元兵替防僅僅三日,鎮上風聲一日比一日緊了。
薩滿族似也察覺到如此被動地等靈童上門遴選不妥,那日與大靈童打了個照面的巫士指天立誓,三日里不眠不休,拼命回想大靈童臉上的每一寸特點,就差把自己的印象刨出來示人。
全鎮巫士拿著畫像比對完了,才不情不愿地冒出一個認知鎮上有富貴人家不信奉他們草原的天神,壓根沒來巫帳遴選,躲藏在家里了。
哼,無知、短視至極
元兵得了令,開始逐門逐戶地搜查,敲開鎮上每一個人家的門,尤其對富戶家的孩子查得緊。
此地與番邦人混血的孩子不少,藍眼睛的也能見著,不論年紀身份,一個一個拉到巫帳等著驗靈。
每一個從帳里出來的小孩都如驚弓之鳥,滿眼惶恐,哆哆嗦嗦離開的。
烏都舉著千里眼觀察鎮上情形,兩條短短的蠶眉皺成疙瘩,看得卻有點分神,一會兒望望鎮中,一會兒望望山頭的彩旗,沒看兩眼又去望天邊黃昏了,手在物鏡前摸摸按按,調焦輪左轉右轉沒個停當。
還是個貪玩的孩子。
廿一只當他不會用,怕小公子盯著太陽灼傷眼睛,忙把千里眼拉下來,笑說“這奇物雖精巧,卻也有使用的法訣,等小公子再大些了,我教您使。”
烏都看著他把珍貴的千里眼收走了,沒作聲,左右自己想看的都看完了,惆悵地嘆口氣,坐回墻邊去算明日天氣了。
他個頭小,一舉一動都未脫稚氣,廿一好笑地搖搖頭,對鏡一瞧才覺出不對鏡片不是原來的鏡片了,前端覆了一層灰色的薄膜,灰蒙蒙的竟似能濾光,夕陽赤紅泛金,入鏡后竟不灼眼了盯著太陽看,眼睛都不流淚
廿一忙追上去問“小公子,這是什么奇物”
烏都頭也不回“仿巴德膜。
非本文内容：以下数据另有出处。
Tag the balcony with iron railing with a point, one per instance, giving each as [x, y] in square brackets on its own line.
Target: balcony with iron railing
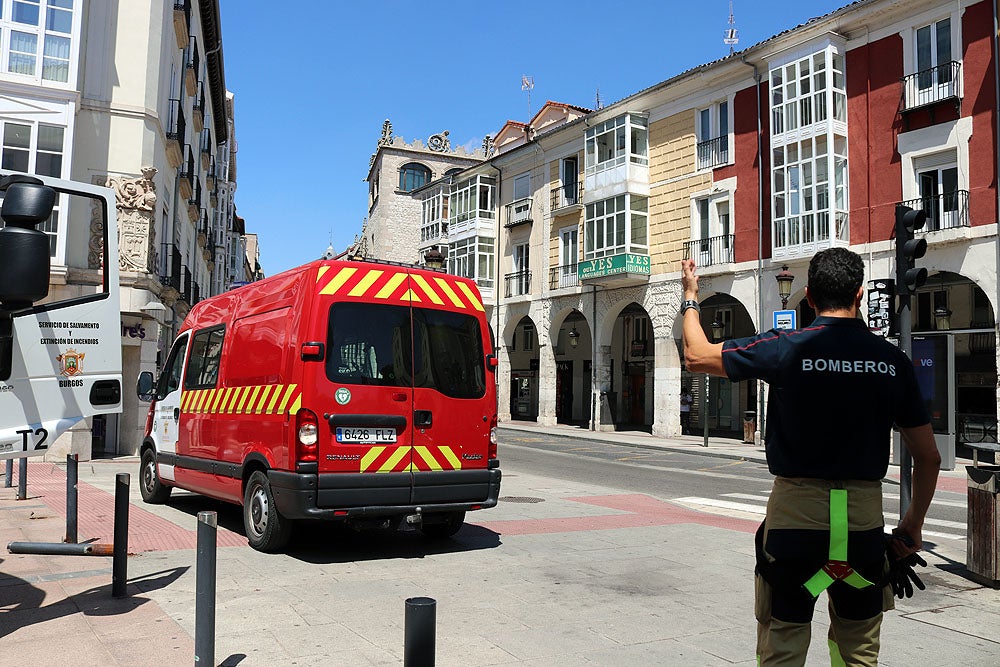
[176, 131]
[517, 284]
[187, 173]
[198, 110]
[713, 152]
[711, 251]
[564, 275]
[948, 210]
[192, 64]
[518, 213]
[567, 197]
[182, 22]
[933, 85]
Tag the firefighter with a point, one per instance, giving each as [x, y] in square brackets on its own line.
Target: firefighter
[836, 391]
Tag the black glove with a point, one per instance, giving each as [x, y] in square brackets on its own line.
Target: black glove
[901, 572]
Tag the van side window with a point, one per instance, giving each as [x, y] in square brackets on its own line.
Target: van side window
[203, 363]
[369, 344]
[452, 352]
[170, 377]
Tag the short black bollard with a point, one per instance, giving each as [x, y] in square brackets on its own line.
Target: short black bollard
[119, 559]
[72, 475]
[419, 631]
[204, 604]
[22, 478]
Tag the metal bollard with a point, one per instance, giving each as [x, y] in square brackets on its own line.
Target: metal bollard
[72, 475]
[22, 478]
[204, 606]
[119, 559]
[418, 642]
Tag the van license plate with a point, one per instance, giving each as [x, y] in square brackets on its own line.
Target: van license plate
[366, 436]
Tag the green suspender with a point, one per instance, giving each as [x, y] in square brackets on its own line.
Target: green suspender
[837, 567]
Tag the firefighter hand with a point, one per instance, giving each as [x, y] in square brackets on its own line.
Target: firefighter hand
[689, 280]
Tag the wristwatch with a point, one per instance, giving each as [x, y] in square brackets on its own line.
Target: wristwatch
[690, 303]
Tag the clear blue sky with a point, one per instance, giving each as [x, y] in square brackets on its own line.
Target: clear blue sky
[314, 80]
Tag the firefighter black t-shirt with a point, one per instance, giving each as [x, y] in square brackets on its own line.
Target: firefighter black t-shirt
[836, 389]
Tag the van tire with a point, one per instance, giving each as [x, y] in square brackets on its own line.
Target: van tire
[445, 529]
[153, 491]
[266, 529]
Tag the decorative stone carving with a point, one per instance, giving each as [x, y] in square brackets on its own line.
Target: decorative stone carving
[386, 138]
[439, 142]
[135, 202]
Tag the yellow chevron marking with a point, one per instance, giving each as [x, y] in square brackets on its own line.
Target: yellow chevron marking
[246, 407]
[235, 399]
[428, 457]
[288, 395]
[471, 296]
[390, 286]
[365, 283]
[265, 392]
[456, 463]
[370, 457]
[274, 398]
[394, 458]
[338, 280]
[428, 290]
[449, 292]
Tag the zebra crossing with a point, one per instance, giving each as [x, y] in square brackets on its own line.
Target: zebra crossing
[755, 504]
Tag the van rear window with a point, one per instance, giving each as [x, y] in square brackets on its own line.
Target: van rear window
[376, 344]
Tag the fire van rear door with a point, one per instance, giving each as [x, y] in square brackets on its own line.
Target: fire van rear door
[366, 393]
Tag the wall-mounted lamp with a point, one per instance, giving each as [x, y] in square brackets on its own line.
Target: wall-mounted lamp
[574, 337]
[785, 280]
[942, 318]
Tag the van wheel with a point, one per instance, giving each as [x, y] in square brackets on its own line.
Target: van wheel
[266, 529]
[152, 489]
[440, 530]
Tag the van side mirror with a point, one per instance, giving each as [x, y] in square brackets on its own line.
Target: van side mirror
[145, 388]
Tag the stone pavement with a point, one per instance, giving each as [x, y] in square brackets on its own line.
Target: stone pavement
[560, 573]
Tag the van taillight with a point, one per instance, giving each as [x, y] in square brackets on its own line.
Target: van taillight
[307, 436]
[493, 438]
[149, 420]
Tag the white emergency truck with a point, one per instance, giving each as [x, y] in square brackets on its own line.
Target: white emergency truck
[60, 354]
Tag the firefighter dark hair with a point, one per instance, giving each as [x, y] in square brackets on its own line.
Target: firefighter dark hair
[834, 278]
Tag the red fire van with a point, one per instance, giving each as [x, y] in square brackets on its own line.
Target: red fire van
[343, 390]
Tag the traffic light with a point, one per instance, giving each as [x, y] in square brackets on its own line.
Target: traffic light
[908, 250]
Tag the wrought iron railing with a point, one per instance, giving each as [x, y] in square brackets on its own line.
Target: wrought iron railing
[564, 275]
[713, 250]
[518, 212]
[517, 284]
[713, 152]
[932, 85]
[569, 194]
[947, 210]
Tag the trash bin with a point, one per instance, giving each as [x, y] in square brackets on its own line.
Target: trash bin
[983, 530]
[749, 426]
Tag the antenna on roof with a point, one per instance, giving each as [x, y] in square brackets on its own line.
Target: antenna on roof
[732, 35]
[527, 83]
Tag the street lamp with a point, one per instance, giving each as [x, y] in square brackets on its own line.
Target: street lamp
[718, 327]
[942, 318]
[434, 259]
[785, 280]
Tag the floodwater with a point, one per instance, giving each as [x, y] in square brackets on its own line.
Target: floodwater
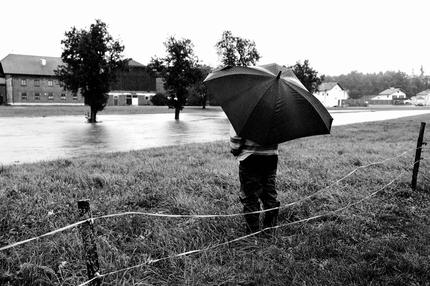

”
仿得太糙了,他們一眼就能瞧出材質,沒什么好講的。
烏都疊合風向、風速,拿地桿影長算日落方位角,靠黃昏顏色預測云頂溫度,不太用心地起了個數字模型,往墻上刻了句“陰有陣雨”,啪,把木炭扔進爐里。
他是焦慮的,焦慮到生理鐘都變了樣,躺床上要失眠,天不亮就醒了。
耶律烈日日盯著布防,把周圍十里地摸了個遍;二殿下屋里的燈二更歇,天明前就又有了起身的動靜。所有影衛刀不離枕,睡覺不脫靴,守夜的人一夜兩換,從天黑守到天亮。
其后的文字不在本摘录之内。